First-movers like Medallia, SAP, Salesforce, and Oracle are leading the way by repurposing the existing CX/CE software they’ve already developed, implemented, and marketed into programs aimed at simplifying and enhancing the employee experience:

1. Engaging Existing Employees: Bringing work into the home allowed the workforce to reevaluate its priorities—Forbes noted that employees want improved benefits such as healthcare, education, and childcare, as well as a more competent cultural environment with improved ESG and gender parity. [3] Rather than employers treating the employee experience as a second thought, engagement SaaS platforms are equipping leadership and HR teams with the tools to improve and enhance the entire employee journey, much the same way they have historically equipped marketing and sales teams to improve the customer journey. This includes survey, chat, review, asynchronous communication, reward, loyalty, and like applications aimed at internal stakeholders versus external ones.

2. Attracting Potential Employees: Employee engagement begins well before the team member’s first day. In today’s competitive recruiting environment, companies need to leverage technology to deploy a high-touch recruitment process at scale, starting with a great digital first impression. Tools for the recruitment process—including real time prospective candidate chat platforms and candidate experience feedback tools—are just a few ways companies are tackling the demands of 2022’s more human approach to recruitment. New employee success efforts are also mirroring the industry’s shift from customer support (complaint-focused/reactive) to customer success (education-based/proactive)—providing tools for smoother onboarding, digital solutions for training and development, and even virtual team engagement and cultural involvement with new hires.

3. Providing Actionable Data for Management and HR Teams: Nothing spurs action among management teams like cold, hard data. Deploying highly customizable reporting interfaces allows employers to leverage engagement platforms to make effective operational, HR, and financial decisions. And a focus on employee engagement does impact the bottom line—studies conducted by experience management SaaS platform Medallia show that employee experience heavily influences human resources outcomes, such as employee retention and satisfaction. [4] The same group’s studies reflected that companies were 12x more likely to report at least 20% growth in revenue over a one-year period when their leaders focused on employee experience. In addition, companies in the “top quartile of (employee) engagement realize substantially better customer engagement, higher productivity, better retention, fewer accidents, and 21% higher profitability,” [5] according to Gallup.

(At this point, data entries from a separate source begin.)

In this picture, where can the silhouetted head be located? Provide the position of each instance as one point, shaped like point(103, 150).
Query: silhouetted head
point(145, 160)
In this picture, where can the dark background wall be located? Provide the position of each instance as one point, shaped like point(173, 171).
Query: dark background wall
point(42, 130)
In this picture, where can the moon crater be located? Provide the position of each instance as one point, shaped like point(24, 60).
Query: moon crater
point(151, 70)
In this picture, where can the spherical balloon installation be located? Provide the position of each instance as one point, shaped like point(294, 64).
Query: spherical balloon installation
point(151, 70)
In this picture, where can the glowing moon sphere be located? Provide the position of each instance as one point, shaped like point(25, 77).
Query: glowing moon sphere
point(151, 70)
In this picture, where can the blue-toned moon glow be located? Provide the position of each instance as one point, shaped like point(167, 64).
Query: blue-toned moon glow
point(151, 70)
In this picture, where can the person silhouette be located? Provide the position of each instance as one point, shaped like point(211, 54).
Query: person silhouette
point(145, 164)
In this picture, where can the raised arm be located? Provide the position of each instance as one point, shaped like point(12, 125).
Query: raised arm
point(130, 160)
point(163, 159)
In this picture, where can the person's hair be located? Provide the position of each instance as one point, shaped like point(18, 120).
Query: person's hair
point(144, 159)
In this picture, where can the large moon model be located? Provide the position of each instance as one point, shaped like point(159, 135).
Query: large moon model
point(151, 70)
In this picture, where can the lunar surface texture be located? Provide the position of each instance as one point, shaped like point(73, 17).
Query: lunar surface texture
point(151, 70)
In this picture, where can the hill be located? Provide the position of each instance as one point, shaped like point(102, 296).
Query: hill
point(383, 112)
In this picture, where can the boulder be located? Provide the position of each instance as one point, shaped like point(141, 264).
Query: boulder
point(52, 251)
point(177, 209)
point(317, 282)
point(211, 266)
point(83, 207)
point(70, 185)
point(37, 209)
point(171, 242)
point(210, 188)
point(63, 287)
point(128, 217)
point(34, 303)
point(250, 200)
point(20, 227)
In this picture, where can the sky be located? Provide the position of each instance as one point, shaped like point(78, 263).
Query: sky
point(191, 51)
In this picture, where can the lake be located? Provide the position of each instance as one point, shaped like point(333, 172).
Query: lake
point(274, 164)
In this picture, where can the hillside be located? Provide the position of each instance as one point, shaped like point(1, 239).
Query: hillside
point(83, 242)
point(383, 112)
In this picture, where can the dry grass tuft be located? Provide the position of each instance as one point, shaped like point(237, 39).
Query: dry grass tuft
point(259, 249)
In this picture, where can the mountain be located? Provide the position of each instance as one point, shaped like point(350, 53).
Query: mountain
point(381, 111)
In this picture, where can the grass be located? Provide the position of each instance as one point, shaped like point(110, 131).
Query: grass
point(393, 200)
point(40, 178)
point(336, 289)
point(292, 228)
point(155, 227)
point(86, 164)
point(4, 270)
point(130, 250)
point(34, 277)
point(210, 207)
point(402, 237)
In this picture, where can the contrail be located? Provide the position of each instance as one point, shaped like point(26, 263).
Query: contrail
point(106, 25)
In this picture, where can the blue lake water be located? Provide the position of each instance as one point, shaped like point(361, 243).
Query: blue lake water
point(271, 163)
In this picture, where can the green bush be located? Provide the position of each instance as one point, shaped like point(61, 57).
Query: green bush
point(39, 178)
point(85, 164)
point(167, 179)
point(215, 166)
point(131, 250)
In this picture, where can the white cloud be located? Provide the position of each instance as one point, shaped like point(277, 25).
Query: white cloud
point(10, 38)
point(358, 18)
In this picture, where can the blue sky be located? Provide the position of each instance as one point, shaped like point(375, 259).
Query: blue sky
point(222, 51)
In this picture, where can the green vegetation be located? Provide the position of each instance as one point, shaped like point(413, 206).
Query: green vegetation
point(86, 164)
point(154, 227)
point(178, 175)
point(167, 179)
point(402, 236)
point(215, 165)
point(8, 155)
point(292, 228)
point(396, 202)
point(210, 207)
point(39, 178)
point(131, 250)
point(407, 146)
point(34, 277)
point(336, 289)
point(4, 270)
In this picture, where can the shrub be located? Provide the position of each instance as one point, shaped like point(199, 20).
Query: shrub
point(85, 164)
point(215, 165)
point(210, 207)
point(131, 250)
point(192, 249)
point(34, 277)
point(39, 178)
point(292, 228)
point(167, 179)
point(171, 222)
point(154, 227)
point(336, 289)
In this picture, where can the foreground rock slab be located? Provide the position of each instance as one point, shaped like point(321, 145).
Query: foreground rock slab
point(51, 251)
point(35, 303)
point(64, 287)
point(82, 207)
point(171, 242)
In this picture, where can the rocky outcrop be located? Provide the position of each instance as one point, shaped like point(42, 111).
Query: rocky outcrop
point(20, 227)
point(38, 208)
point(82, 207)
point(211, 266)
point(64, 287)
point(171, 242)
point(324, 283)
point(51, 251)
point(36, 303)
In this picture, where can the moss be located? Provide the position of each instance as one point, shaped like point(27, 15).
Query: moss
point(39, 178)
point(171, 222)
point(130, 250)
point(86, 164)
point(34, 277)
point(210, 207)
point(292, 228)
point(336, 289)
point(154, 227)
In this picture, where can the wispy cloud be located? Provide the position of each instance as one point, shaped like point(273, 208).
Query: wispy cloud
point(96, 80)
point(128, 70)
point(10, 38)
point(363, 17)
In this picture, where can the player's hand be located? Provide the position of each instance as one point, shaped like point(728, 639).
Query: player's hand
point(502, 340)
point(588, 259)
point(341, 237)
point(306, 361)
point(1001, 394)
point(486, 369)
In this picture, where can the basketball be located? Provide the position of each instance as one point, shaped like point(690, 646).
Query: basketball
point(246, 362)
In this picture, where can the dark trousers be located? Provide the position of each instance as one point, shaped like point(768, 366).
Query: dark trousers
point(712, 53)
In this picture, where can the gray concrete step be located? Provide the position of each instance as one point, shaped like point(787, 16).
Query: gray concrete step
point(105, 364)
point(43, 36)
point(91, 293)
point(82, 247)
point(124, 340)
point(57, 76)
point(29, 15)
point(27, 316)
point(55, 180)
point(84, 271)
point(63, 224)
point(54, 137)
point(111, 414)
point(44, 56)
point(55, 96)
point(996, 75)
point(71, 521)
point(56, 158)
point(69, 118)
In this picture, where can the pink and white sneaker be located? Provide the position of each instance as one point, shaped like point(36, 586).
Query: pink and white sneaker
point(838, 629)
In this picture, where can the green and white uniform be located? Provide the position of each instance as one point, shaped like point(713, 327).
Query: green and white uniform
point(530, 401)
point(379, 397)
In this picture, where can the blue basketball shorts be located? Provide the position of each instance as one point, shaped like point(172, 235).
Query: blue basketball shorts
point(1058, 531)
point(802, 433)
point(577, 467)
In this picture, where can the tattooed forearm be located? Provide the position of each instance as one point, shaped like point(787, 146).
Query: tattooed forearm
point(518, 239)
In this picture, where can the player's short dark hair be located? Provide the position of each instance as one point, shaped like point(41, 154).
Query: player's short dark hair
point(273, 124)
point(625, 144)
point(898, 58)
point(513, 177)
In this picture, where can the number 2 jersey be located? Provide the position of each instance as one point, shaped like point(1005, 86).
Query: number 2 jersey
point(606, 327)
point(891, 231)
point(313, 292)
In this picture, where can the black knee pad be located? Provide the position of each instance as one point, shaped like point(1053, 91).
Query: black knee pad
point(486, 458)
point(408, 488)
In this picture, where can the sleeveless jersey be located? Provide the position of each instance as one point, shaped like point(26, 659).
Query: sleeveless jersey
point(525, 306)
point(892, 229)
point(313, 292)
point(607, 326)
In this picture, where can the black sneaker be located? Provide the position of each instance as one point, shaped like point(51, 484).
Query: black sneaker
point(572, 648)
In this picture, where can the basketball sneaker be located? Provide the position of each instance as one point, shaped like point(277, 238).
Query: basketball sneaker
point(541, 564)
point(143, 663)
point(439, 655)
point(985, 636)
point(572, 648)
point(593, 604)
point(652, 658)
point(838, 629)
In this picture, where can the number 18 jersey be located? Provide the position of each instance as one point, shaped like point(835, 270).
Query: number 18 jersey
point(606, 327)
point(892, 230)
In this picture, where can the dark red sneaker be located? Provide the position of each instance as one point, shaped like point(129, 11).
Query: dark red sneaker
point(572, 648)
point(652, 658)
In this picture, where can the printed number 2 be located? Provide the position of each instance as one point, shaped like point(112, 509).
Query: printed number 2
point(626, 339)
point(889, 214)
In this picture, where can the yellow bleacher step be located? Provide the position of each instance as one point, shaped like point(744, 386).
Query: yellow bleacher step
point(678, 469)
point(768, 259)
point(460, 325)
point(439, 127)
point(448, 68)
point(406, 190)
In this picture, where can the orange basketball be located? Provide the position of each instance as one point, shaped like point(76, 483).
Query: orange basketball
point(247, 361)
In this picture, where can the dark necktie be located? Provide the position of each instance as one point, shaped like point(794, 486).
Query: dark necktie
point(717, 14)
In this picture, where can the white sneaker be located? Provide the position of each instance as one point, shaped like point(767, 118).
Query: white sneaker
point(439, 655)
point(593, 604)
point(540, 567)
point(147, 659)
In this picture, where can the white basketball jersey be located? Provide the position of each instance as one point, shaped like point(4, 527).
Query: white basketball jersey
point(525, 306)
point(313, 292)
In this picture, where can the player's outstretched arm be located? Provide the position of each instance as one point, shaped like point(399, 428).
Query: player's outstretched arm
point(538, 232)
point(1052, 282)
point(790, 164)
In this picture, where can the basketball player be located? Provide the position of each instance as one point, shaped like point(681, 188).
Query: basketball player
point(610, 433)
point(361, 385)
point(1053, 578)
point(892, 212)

Tackling EX/EE Can Improve Investor Interest

Integrating employee experience into their engagement platforms can position CX/CE companies to offer compelling additional value-add to their existing customers. It can also help the companies stand out as leaders among their peers.

From a strategic perspective, investors and strategic buyers are looking for management teams who are unafraid to adapt to the unexpected and are in tune with the cultural shifts of the workforce. For fundraising and exit considerations, they will likely favor those who have successfully pivoted or added well targeted offerings in the face of adversity by analyzing market opportunities and making strategic moves to exponentially expand their Total Addressable Market.

In addition to offering solutions to customers, CX/CE companies should look internally to evaluate and address any employee engagement gaps—starting with deploying their own platforms just as their customers would. Companies that can internally leverage the employee engagement tools they’ve developed can increase retention and productivity—two factors that investors also value.

Although the intersection of the Great Resignation and COVID seemingly upended the workforce, some CX/CE companies are adapting and thriving by bringing creative solutions to market quickly. Not only can finding a niche in the employee engagement world benefit the business and its employees in the short term, but investors may reward the company for its ingenuity in the long run.